Gold Mining Towns, Baker County, Oregon

Written in 1898

     The chief towns in Baker county all tributary to Baker City commercially, financially and socially, are Sumpter, Huntington, Bourne, Haines and Bridgeport. Sumpter and Huntington the most important and populous, have not unreasonable hopes of becoming of sufficient commercial and social importance to be soon classed among the quite noteworthy places In the great state of Oregon.
     Sumpter in the past year has doubles her population, now having 800 very wide awake inhabitants. The town is almost due west of Baker City, and daily passenger, freight and logging or lumbering trains run to and from the metropolis over the 30 miles of main track of the Sumpter Valley Railway. Within a radius of 15 miles of Sumpter, amid the great golden and timber-bearing mountains, there are numerous producing mines with many a 1000-pound stamp beating in thunderous tones upon rich quartz. Among some of these noteworthy mines are the Bonanza, yielding $300,000 or more annually; the Eureka and Excelsior, with about the same output; the Columbia and the North Pole, whose combined output yearly runs into the hundreds of thousands of dollars; the Don Juan, Red Boy and other future bonanzas.
     Sumpter has well-stocked stores, good schools and hotels, a 50x100 opera house, and efficient water and electric systems. This terminal city has a growing future and enjoys a wide trade extending into the mining, stock and lumbering sections. The people are of a whole-souled class, and justly proud of their rapidly upbullding little city, whose interests are published graphically to the world by the Sumpter News, a live weekly newspaper, having power presses and ably edited by J. Nat. Hudson.
     Huntington is a growing town of 750 inhabitants, good brick business structures, handsome churches, schools and residences. The town is 50 miles from Baker City, and is the terminus of the Oregon Hallway and Navigation Company's railway, and the Oregon Short Line Railway, being the gateway city to welcome to Oregon the travelers from Eastern states. Huntington has several excellent mercantile establishments, the largest being that of the Oregon Commercial Company, of which Major J. H. Aitkin is the brainy manager, and which does an immense wholesale and commission trade, receiving goods by the carload, and, recently, a full trainload of sixteen cars from Portland.
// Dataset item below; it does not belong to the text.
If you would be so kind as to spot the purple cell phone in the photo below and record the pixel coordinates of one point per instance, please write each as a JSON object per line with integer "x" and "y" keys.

Huntington is about sixty miles from the famous copper mines of the Seven Devils, in Idaho, and the steamer Mabel navigates the Snake river from the city to the landing 18 miles from the heart of as rich a copper-stocked region as there is on the globe. Huntington yearly ships thousands of head of cattle, sheep and horses which are brought to the city from as far distant as 200 to 300 miles. The Huntington Herald is an up-to-date weekly newspaper.
     Bourne is a mining town about 40 miles westward of Baker City, and near Sumpter, being in connection with the outside world by daily stages to Sumpter, and can chat with other points over a long distance telephone line, through Sumpter to Baker City and elsewhere. The town has a good hotel and two well-stocked stores.
     Haines Is on the O. R. & N. Railway, 9 miles north of Baker City, and has 200 inhabitants, good schools, churches and store. Being located in the center of a fine stock and farming country the town has a hopeful future.
     Bridgeport is a village on Burnt river about 25 miles due south of Baker City, and Is reached by daily stages. It is a trading point for one of the best stock-raising sections in the state.
     The placer mining In the golden sands of Snake river, a section which will prove a rich market for Baker county's farm products, is beginning to assume importance. Many dredger boats are built or projected, and actual mining has proven that for hundreds of miles the gravel bars of the river will yield from 50 cents to $10 per cubic yard in gold. Midas bar alone, scarcely over 100 miles southeast et Baker City, has been estimated by scientific and practical mining experts to contain, the vast amount of $45,000,000 in fine gold.